Bologna in media company: sedersi ai tavoli che contano può valere più di un centravanti a gennaio
Mentre il calciomercato continua ad imporre la bulimia di nuovi nomi, quasi sempre illustri sconosciuti noti soltanto agli addetti ai lavori (ad eccezione di Marko Arnautovic), una notizia di grande importanza è stata derubricata a tassello complementare dell’agenda sportiva nostrana: la nomina di Claudio Fenucci all’interno del consiglio della media company che regolerà i diritti TV del calcio italiano negli anni a venire. Con lui ci saranno Andrea Agnelli, Aurelio De Laurentiis, Guido Fienga e altri dirigenti di Udinese, Sassuolo e Sampdoria. Magari non cambierà nulla per le sorti immediate della classifica, ma sapere di essere rappresentati al tavolo economico più importante della Lega Serie A, quello che gestirà i miliardi di euro che manderanno avanti il movimento nell’era post-pandemica, dovrebbe suonare come una bella rivincita, soprattutto per la piazza che con Giuseppe Gazzoni Frascara reclamò invano per anni un posto al banchetto dei grandi.
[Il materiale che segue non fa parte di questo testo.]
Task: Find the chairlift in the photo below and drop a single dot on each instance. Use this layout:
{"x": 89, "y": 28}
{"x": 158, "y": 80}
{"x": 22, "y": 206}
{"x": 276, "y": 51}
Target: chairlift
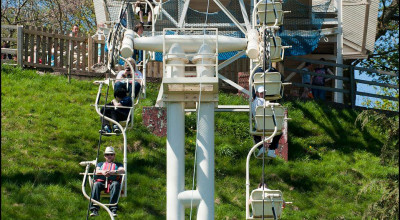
{"x": 272, "y": 200}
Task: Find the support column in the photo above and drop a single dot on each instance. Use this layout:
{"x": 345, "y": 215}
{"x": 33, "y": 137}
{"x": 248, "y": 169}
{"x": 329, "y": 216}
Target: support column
{"x": 338, "y": 96}
{"x": 175, "y": 160}
{"x": 205, "y": 139}
{"x": 175, "y": 141}
{"x": 205, "y": 162}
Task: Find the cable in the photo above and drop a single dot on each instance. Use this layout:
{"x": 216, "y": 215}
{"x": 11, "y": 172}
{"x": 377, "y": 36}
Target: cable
{"x": 98, "y": 148}
{"x": 197, "y": 124}
{"x": 266, "y": 55}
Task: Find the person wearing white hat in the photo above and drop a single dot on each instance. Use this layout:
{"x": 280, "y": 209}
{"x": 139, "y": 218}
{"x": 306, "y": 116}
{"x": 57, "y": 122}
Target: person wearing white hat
{"x": 108, "y": 179}
{"x": 259, "y": 101}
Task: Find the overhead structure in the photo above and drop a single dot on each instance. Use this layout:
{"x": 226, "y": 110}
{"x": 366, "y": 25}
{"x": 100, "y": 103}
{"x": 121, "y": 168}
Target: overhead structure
{"x": 184, "y": 35}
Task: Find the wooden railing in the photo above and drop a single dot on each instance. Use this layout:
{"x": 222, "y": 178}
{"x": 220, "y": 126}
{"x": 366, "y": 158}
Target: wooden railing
{"x": 350, "y": 83}
{"x": 51, "y": 49}
{"x": 17, "y": 39}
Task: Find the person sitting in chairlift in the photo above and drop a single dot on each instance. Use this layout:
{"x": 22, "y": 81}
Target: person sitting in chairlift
{"x": 126, "y": 74}
{"x": 107, "y": 179}
{"x": 117, "y": 114}
{"x": 138, "y": 54}
{"x": 144, "y": 10}
{"x": 259, "y": 101}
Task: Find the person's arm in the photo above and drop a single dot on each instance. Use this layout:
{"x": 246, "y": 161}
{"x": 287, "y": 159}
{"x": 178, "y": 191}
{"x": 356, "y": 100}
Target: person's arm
{"x": 120, "y": 170}
{"x": 116, "y": 103}
{"x": 98, "y": 169}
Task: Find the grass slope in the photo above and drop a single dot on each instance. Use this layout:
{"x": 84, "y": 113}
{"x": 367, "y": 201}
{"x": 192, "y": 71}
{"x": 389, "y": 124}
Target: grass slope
{"x": 48, "y": 127}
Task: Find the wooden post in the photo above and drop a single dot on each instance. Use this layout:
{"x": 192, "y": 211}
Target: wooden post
{"x": 44, "y": 44}
{"x": 101, "y": 49}
{"x": 90, "y": 53}
{"x": 38, "y": 43}
{"x": 49, "y": 47}
{"x": 32, "y": 46}
{"x": 20, "y": 45}
{"x": 352, "y": 87}
{"x": 96, "y": 51}
{"x": 62, "y": 57}
{"x": 70, "y": 56}
{"x": 26, "y": 45}
{"x": 84, "y": 56}
{"x": 56, "y": 49}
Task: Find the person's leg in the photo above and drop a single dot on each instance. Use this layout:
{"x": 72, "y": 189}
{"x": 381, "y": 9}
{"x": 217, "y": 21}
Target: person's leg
{"x": 137, "y": 89}
{"x": 114, "y": 194}
{"x": 97, "y": 187}
{"x": 118, "y": 85}
{"x": 257, "y": 139}
{"x": 322, "y": 94}
{"x": 275, "y": 142}
{"x": 106, "y": 113}
{"x": 141, "y": 16}
{"x": 120, "y": 115}
{"x": 316, "y": 93}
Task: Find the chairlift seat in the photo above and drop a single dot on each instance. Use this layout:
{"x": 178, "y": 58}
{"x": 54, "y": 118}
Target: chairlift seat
{"x": 269, "y": 196}
{"x": 276, "y": 49}
{"x": 273, "y": 83}
{"x": 103, "y": 193}
{"x": 270, "y": 20}
{"x": 269, "y": 124}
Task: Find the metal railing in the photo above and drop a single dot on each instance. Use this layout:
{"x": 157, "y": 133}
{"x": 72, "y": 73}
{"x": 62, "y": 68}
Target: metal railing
{"x": 350, "y": 83}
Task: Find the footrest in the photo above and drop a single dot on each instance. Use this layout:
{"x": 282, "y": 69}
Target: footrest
{"x": 108, "y": 134}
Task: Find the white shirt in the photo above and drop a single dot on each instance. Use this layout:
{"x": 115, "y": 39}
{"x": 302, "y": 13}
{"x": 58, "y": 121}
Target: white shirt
{"x": 138, "y": 75}
{"x": 256, "y": 102}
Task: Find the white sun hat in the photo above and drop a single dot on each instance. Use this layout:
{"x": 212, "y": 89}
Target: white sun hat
{"x": 109, "y": 150}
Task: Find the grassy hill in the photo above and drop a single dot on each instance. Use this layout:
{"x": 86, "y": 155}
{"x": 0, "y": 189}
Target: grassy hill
{"x": 48, "y": 127}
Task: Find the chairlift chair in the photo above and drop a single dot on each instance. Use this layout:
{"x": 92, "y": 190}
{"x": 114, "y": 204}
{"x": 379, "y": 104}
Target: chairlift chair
{"x": 273, "y": 199}
{"x": 269, "y": 127}
{"x": 271, "y": 18}
{"x": 273, "y": 84}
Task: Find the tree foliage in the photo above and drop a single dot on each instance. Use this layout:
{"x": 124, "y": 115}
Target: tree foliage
{"x": 388, "y": 206}
{"x": 386, "y": 54}
{"x": 54, "y": 14}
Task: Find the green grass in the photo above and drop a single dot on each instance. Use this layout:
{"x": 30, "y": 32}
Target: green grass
{"x": 48, "y": 127}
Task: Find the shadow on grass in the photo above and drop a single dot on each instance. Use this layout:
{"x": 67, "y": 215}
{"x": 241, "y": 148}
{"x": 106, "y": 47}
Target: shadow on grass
{"x": 337, "y": 132}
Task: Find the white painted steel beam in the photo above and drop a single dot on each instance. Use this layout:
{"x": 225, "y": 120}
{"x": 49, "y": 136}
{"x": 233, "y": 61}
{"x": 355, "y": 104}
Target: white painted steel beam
{"x": 175, "y": 146}
{"x": 245, "y": 16}
{"x": 190, "y": 43}
{"x": 233, "y": 19}
{"x": 169, "y": 17}
{"x": 338, "y": 96}
{"x": 205, "y": 161}
{"x": 183, "y": 15}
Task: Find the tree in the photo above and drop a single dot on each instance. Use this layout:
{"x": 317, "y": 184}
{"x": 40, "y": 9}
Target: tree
{"x": 55, "y": 14}
{"x": 386, "y": 54}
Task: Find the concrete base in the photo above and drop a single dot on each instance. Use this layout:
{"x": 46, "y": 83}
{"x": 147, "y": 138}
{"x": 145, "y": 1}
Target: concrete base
{"x": 155, "y": 119}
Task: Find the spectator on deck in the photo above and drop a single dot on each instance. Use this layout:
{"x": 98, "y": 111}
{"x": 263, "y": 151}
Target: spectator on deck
{"x": 144, "y": 10}
{"x": 115, "y": 113}
{"x": 138, "y": 54}
{"x": 306, "y": 79}
{"x": 260, "y": 101}
{"x": 127, "y": 74}
{"x": 107, "y": 179}
{"x": 320, "y": 81}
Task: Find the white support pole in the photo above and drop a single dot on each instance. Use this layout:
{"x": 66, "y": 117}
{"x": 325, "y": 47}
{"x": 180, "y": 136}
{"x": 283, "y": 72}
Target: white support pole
{"x": 183, "y": 15}
{"x": 205, "y": 140}
{"x": 20, "y": 44}
{"x": 205, "y": 161}
{"x": 233, "y": 19}
{"x": 338, "y": 97}
{"x": 175, "y": 144}
{"x": 175, "y": 159}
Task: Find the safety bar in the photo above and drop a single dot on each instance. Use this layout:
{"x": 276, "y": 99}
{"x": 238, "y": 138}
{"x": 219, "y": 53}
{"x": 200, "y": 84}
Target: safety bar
{"x": 92, "y": 200}
{"x": 125, "y": 161}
Questo tipo di notizie resta invece sempre relegato agli adempimenti burocratici, come se l’arrivo di uno Swiderski o di un Supryaga avesse un impatto concreto nel futuro del club (sappiamo bene, invece, quanto il mercato di riparazione risolva assai pochi problemi). A proposito di prospettive a medio-lungo termine: è divertente allungare l’elenco delle società che negli anni recenti sono state indicate a modello, quegli esempi che il Bologna avrebbe dovuto seguire per puntare un po’ più in alto. Dal mitologico Chievo di Campedelli al Carpi di Bonacini, dall’Udinese dei Pozzo alla Fiorentina di Commisso, senza dimenticare l’invidiatissima Spal di Mattioli, che oggi è terza, sì, ma in Serie B. Ma si sa che l’equilibrio, dalle nostre parti, è scambiato per mancanza di ambizioni.